Les 40 ans d’une course mythique La Route du Rhum s’élancera de Saint-Malo dimanche 4 novembre 2018, comme toujours à 13h02, pour satisfaire à sa retransmission en direct sur France Télévisions.
La célèbre transatlantique, organisée tous les 4 ans, fête cette année ses 40 ans.
Créée en 1978 par Michel Etévenon, un publicitaire parisien et homme de spectacles, elle est désormais « barrée » par Pen Duick, une société appartenant au groupe de presse Le Télégramme. 3 500 miles, soit un peu plus de 5 600 km, séparent Saint-Malo de Pointe-à-Pitre en Guadeloupe, théâtre d’arrivée de cette transat en solitaire. 98 secondes pour une éternité Ils étaient 38 à s’y jeter à l’eau la première fois, en 1978.
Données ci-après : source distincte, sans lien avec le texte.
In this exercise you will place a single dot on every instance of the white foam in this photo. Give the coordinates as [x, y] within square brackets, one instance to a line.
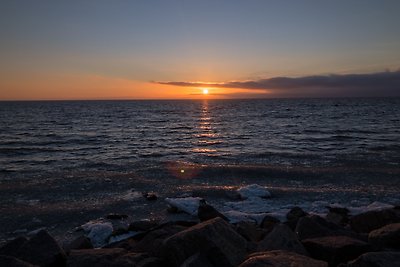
[371, 207]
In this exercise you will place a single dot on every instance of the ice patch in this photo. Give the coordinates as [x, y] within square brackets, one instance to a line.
[253, 190]
[189, 205]
[98, 232]
[371, 207]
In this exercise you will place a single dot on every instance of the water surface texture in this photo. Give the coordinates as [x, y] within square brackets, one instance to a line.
[41, 136]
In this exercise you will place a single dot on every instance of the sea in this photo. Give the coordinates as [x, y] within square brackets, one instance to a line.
[66, 162]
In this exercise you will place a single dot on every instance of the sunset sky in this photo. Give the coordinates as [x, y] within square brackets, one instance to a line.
[175, 49]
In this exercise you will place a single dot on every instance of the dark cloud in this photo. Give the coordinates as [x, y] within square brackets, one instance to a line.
[373, 84]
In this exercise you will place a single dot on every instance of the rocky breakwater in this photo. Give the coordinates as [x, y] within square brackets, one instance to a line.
[302, 239]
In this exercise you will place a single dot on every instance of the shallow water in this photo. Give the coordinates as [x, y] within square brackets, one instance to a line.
[63, 163]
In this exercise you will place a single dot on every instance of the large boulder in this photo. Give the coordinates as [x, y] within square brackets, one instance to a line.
[371, 220]
[9, 261]
[81, 242]
[294, 215]
[216, 239]
[250, 231]
[109, 257]
[338, 215]
[42, 250]
[386, 237]
[316, 226]
[376, 259]
[12, 247]
[152, 242]
[197, 260]
[269, 222]
[278, 258]
[335, 249]
[282, 238]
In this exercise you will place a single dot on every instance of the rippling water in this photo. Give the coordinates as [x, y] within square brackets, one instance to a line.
[38, 136]
[64, 163]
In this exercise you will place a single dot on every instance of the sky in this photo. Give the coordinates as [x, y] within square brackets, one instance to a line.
[148, 49]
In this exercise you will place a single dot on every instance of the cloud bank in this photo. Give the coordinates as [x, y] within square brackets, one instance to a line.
[372, 84]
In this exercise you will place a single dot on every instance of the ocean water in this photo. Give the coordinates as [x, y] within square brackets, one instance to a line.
[65, 162]
[119, 135]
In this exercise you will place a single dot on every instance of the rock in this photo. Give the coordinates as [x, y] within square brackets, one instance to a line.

Il y avait là Olivier de Kersauson, Philippe Poupon, Florence Arthaud et Bruno Peyron.
Cette édition d’anthologie connaîtra un final incroyable entre Mike Birch et Michel Malinovsky.
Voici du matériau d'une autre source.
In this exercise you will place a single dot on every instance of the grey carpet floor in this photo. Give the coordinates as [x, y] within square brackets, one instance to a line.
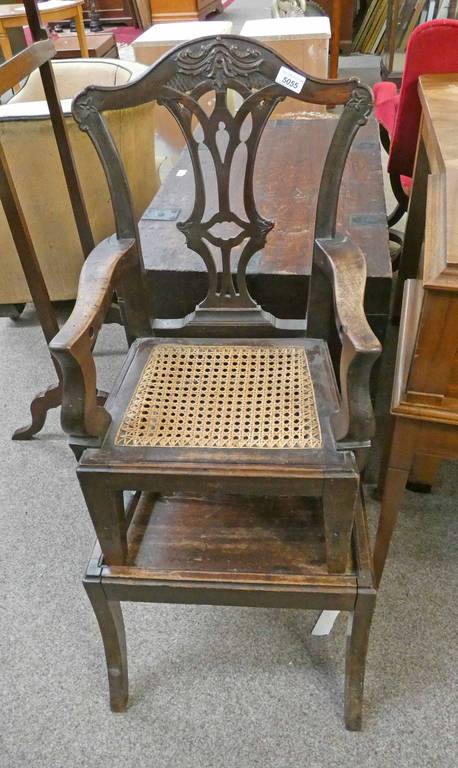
[210, 687]
[216, 687]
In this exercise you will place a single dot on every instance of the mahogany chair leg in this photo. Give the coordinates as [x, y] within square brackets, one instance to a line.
[339, 499]
[400, 459]
[107, 511]
[111, 625]
[39, 407]
[423, 473]
[359, 624]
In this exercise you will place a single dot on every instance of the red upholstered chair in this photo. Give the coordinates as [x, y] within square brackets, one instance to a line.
[432, 49]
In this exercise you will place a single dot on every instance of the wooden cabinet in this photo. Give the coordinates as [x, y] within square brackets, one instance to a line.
[117, 11]
[183, 10]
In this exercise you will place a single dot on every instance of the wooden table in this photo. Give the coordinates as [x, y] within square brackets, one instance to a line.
[13, 15]
[100, 45]
[425, 392]
[288, 170]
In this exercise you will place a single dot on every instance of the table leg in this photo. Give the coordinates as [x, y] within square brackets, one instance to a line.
[81, 32]
[5, 44]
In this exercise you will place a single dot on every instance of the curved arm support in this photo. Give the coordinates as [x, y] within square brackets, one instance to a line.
[344, 263]
[107, 267]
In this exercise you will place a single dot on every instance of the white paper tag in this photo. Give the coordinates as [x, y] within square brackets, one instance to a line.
[325, 623]
[290, 79]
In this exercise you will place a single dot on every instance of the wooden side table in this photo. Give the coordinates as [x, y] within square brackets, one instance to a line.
[425, 392]
[14, 15]
[100, 45]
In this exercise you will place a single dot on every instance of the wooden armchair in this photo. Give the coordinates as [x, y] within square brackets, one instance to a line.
[229, 403]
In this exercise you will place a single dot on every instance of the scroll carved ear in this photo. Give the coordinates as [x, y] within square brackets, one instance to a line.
[361, 102]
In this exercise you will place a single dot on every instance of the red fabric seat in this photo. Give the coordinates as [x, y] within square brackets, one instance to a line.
[432, 49]
[386, 102]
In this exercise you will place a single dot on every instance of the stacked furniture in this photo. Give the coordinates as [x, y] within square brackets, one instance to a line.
[183, 10]
[153, 44]
[303, 41]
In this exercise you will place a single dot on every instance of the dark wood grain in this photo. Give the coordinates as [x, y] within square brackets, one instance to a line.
[263, 550]
[288, 169]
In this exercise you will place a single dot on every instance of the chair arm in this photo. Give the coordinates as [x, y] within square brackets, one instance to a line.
[345, 265]
[72, 347]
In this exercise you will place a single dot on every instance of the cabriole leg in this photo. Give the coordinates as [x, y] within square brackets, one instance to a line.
[359, 624]
[111, 624]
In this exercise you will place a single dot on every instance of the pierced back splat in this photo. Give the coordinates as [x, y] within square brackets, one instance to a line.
[216, 68]
[227, 239]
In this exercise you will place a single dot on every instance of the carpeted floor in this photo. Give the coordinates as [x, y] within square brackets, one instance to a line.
[210, 687]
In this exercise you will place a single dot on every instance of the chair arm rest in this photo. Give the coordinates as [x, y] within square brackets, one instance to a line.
[72, 346]
[345, 265]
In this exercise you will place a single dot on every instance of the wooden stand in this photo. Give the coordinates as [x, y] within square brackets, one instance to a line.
[257, 552]
[100, 45]
[425, 392]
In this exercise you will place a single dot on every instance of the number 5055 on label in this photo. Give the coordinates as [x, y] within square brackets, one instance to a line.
[290, 79]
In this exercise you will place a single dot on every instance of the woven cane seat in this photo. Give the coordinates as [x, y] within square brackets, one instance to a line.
[210, 396]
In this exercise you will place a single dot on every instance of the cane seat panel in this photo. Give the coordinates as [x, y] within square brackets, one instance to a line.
[223, 396]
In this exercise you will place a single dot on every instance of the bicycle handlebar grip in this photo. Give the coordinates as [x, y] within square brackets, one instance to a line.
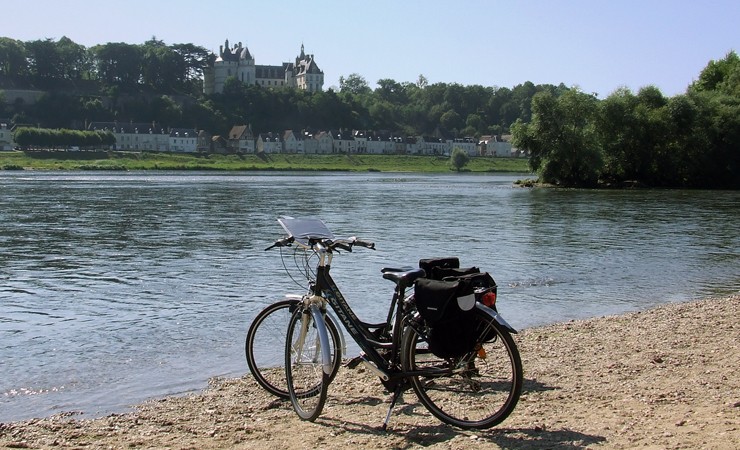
[282, 242]
[342, 245]
[366, 244]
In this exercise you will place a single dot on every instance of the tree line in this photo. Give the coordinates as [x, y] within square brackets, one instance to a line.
[158, 82]
[689, 140]
[574, 138]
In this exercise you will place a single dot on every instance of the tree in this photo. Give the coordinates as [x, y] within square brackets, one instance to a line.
[73, 59]
[354, 84]
[459, 158]
[13, 62]
[562, 138]
[721, 75]
[44, 62]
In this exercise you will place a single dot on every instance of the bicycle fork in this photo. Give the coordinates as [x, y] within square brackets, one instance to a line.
[322, 347]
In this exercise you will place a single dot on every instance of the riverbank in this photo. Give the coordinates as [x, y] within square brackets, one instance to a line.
[662, 378]
[80, 160]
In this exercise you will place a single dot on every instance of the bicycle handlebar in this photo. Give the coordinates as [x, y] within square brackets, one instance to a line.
[285, 242]
[343, 244]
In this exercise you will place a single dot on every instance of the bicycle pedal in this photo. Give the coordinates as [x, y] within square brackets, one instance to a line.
[354, 362]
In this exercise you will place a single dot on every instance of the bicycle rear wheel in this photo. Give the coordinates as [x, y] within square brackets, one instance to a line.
[264, 346]
[306, 380]
[478, 390]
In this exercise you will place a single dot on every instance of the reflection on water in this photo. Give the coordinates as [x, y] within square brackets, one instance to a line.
[120, 287]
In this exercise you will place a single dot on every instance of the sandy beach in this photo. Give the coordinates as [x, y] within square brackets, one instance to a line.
[662, 378]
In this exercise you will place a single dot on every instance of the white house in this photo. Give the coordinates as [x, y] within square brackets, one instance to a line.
[241, 139]
[494, 146]
[136, 136]
[269, 143]
[468, 145]
[343, 142]
[292, 142]
[325, 142]
[239, 63]
[183, 140]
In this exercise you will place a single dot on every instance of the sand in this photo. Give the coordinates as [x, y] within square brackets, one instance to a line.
[662, 378]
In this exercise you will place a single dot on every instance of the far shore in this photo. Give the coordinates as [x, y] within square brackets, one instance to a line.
[666, 377]
[113, 160]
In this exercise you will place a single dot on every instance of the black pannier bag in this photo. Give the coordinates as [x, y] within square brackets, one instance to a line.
[446, 263]
[441, 268]
[453, 331]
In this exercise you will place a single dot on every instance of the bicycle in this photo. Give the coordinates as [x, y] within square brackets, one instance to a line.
[268, 328]
[475, 388]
Le skipper français est dépassé par le premier nommé, Canadien, à moins d’un kilomètre de l’arrivée. 98 secondes séparent les deux hommes sur la ligne d’arrivée. « 98 secondes pour une éternité » titrera en gros sur sa Une le journal L’Équipe au lendemain de l’événement.
Le drame Manureva 1978, c’est aussi la disparition tragique d’Alain Colas et de son trimaran Manureva. Juste avant que le contact ne soit rompu, le marin lance un appel désespéré au PC Course : « Je suis dans l’œil du cyclone. Il n’y a plus de ciel, tout est amalgame d’éléments, il y a des montagnes d’eau autour de moi ». C’était le 16 novembre 1978 à 4h.
123 bateaux au départ
C’est une édition record qui s’annonce cette année. Dimanche 4 novembre, au départ de la Route du Rhum, au large de Cancale, 123 skippers s’élanceront en solo vers Pointe-à-Pitre.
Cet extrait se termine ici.